According to the AWC, between February of 2011 and February of 2017, Citigroup failed to detect and process discounts for customers with respect to their purchases of unit investment trusts. Evidently, a total of one thousand four hundred seventy-six transactions contained fees or charges that were supposed to be discounted. Particularly, the customers who executed the purchases were eligible for a rollover discount if not for being eligible for a breakpoint discount; however, nearly six hundred of the discounts did not get applied. Consequently, FINRA stated that the customers were assessed a total of $152,488.59 in excess sales charges. FINRA concluded that Citigroup’s conduct in this respect was violative of FINRA Rules 2010.
The AWC further stated that Citigroup neglected to supervise its business practices concerning unit investment trust transactions in a manner which was compliant with FINRA rules as well as securities regulations and laws. In particular, there were inadequate supervision systems or procedures governing the application of rollover discounts for customers who were eligible for those discounts. In fact, the AWC stated that rollover discounts had not even been referenced within the written supervisory procedures utilized by Citigroup. The AWC additionally stated that there were no tools used by the firm to monitor rollover discount applicability – at least not until April of 2017.
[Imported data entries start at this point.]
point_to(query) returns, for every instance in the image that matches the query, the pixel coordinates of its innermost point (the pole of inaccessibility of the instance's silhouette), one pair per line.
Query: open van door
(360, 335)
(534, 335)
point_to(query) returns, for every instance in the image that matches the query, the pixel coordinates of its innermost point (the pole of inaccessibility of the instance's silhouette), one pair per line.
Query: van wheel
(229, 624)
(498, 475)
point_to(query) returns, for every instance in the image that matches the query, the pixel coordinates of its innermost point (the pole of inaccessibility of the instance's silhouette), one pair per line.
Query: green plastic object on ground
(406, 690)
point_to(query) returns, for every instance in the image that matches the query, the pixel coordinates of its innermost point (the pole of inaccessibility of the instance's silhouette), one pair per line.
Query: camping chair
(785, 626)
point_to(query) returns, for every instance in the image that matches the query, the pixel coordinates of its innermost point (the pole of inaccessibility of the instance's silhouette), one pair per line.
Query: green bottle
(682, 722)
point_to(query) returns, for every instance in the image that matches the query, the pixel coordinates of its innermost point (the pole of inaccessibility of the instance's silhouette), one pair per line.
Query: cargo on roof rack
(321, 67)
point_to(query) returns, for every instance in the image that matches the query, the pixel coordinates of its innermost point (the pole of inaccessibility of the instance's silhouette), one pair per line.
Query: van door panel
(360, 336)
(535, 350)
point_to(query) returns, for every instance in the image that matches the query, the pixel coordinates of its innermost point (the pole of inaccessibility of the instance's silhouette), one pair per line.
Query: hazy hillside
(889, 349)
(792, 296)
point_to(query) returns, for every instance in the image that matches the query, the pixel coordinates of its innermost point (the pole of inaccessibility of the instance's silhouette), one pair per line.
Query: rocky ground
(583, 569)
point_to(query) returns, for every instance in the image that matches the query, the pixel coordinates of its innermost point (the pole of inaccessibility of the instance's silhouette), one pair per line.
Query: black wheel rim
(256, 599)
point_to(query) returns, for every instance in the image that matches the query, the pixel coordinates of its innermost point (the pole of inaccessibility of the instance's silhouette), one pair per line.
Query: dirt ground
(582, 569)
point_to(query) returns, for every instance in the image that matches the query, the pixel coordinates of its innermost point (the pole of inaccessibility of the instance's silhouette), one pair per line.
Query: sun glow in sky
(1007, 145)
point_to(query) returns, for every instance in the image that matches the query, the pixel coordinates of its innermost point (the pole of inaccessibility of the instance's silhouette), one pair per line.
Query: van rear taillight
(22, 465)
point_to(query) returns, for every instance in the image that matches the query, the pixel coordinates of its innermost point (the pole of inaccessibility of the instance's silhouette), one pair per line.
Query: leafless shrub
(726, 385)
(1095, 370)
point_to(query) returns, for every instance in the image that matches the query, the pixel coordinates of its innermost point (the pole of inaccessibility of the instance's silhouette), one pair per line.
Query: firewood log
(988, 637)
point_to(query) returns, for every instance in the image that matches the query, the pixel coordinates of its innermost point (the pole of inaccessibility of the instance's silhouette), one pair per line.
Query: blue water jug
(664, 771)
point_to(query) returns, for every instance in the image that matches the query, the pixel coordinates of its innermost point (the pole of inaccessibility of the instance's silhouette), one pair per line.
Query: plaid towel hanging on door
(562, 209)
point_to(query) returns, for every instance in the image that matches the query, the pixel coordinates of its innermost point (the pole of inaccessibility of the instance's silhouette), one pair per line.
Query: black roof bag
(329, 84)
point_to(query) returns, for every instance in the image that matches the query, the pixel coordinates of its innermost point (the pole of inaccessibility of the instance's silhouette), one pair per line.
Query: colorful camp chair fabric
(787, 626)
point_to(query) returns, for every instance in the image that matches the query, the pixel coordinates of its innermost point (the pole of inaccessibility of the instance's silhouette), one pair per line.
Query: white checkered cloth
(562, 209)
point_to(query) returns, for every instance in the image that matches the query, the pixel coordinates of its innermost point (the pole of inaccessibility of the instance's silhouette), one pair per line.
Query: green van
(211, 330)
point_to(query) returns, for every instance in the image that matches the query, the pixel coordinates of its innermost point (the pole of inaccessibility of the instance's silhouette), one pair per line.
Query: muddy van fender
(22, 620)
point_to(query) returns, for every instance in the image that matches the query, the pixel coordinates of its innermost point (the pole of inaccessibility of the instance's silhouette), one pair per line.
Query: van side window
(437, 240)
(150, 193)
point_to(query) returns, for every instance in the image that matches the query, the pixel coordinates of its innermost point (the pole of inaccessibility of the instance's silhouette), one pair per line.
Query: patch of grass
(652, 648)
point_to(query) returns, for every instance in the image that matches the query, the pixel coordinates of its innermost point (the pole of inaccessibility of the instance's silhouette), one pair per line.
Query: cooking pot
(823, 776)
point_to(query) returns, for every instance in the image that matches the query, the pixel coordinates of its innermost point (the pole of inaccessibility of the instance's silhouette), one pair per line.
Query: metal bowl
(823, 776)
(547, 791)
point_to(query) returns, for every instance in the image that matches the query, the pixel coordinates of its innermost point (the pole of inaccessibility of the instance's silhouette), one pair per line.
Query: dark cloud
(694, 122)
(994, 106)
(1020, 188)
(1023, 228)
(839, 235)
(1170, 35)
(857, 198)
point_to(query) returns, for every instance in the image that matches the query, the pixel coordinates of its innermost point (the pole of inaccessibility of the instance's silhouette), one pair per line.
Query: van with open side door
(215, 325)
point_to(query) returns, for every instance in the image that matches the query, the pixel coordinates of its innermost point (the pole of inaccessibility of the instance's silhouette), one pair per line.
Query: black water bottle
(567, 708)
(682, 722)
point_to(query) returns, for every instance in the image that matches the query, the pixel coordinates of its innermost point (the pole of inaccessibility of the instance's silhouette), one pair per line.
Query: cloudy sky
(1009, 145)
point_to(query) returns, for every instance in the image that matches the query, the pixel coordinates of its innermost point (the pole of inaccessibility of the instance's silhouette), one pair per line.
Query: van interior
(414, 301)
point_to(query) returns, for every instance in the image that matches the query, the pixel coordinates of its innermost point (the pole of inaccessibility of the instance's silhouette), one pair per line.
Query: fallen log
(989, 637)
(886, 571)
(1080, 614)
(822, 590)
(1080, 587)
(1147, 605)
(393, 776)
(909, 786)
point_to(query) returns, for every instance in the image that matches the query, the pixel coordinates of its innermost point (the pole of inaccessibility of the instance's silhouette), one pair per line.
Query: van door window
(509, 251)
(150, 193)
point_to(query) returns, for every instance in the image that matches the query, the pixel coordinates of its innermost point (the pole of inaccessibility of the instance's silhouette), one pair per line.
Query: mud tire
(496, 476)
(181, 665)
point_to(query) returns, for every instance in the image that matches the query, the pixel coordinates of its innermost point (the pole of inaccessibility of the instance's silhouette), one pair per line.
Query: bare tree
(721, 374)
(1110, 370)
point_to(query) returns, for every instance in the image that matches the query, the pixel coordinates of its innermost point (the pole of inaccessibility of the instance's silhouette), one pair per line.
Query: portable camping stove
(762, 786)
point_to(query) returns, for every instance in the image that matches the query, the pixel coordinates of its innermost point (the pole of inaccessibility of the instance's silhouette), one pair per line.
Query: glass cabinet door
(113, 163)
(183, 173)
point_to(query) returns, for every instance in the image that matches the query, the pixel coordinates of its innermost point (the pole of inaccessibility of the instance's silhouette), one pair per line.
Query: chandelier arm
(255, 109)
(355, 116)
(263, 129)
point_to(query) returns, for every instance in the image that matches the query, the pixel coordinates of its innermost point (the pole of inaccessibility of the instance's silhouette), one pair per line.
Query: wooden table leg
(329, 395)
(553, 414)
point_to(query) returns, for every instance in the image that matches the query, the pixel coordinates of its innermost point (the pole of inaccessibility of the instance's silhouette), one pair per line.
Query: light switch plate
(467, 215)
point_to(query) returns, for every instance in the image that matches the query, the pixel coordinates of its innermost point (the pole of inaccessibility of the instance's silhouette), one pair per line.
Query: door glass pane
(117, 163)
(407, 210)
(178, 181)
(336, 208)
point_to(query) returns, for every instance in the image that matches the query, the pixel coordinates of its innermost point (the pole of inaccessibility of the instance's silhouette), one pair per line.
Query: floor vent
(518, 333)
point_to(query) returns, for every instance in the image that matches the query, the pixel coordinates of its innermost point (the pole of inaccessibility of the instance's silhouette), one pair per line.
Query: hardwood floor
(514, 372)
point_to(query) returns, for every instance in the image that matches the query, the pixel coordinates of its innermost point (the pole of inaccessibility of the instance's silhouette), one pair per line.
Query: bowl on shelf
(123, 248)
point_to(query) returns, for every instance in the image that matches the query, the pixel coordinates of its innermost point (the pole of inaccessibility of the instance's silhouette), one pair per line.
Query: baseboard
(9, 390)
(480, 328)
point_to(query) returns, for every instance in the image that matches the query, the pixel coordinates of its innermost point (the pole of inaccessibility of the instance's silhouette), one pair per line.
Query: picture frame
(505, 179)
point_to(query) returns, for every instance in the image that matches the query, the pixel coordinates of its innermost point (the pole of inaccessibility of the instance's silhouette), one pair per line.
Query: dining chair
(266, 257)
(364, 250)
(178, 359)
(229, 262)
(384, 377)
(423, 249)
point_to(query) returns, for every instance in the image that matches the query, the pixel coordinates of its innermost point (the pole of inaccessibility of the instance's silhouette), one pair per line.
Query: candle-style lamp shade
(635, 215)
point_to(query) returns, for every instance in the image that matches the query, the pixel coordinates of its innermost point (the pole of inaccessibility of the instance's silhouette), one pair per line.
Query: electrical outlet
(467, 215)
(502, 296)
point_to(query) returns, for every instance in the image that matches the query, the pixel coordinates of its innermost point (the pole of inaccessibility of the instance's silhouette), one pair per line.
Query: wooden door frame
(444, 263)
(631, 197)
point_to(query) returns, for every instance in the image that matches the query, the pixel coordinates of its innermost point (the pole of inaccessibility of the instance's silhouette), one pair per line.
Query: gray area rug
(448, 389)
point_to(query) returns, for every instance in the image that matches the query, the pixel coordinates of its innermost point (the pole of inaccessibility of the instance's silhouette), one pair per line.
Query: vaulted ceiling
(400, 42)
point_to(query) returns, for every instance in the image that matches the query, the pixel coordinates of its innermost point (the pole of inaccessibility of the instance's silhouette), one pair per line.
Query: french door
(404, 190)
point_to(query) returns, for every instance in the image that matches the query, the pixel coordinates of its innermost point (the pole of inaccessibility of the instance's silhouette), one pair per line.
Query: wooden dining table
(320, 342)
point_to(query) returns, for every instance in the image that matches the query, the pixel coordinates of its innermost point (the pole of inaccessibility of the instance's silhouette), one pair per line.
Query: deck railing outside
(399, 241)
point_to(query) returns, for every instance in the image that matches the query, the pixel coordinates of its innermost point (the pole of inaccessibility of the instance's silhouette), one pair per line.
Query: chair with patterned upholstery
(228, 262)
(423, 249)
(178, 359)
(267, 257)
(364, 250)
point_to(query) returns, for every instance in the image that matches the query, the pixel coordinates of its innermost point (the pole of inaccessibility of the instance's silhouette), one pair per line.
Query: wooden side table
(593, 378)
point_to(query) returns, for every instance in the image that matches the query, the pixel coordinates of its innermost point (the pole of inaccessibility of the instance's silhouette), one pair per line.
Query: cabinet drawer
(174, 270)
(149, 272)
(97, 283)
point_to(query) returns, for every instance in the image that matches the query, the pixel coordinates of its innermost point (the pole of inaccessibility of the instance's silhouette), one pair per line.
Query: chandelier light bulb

FINRA also indicated that Citigroup neglected to create and implement supervision systems and written supervisory procedures with a view towards ensuring that stockbrokers’ unit investment trust trading was adequately monitored by the firm’s personnel. In particular, the firm utilized two systems – a pre-trade system and post-trade system – for purposes of detecting unsuitable switches of unit investment trusts; however, Citigroup depended on its stockbrokers to provide the firm information in order for the firm’s supervisory process to work. That is, Citigroup was only able to supervise the trades when stockbrokers self-reported unit investment trades that had been effected in a customer’s account in the prior two months.
Additionally, Citigroup neglected to test its supervision system to ensure it picked up on red flags concerning the trading of unit investment trusts on a short-term basis. As a result, the firm was reportedly unaware that its post-trade system was flawed – that system did not register red flags associated with unit investment trusts because unit investment trusts were excluded from Citigroup’s systems at the time the system was implemented in 2011. Evidently, it was not until April of 2017 that the firm began incorporating unit investment trust switches into the post-trade system. FINRA found the firm’s supervisory failures to be violative of FINRA Rules 2010, 3110 and National Association of Securities Dealers (NASD) Rule 3010.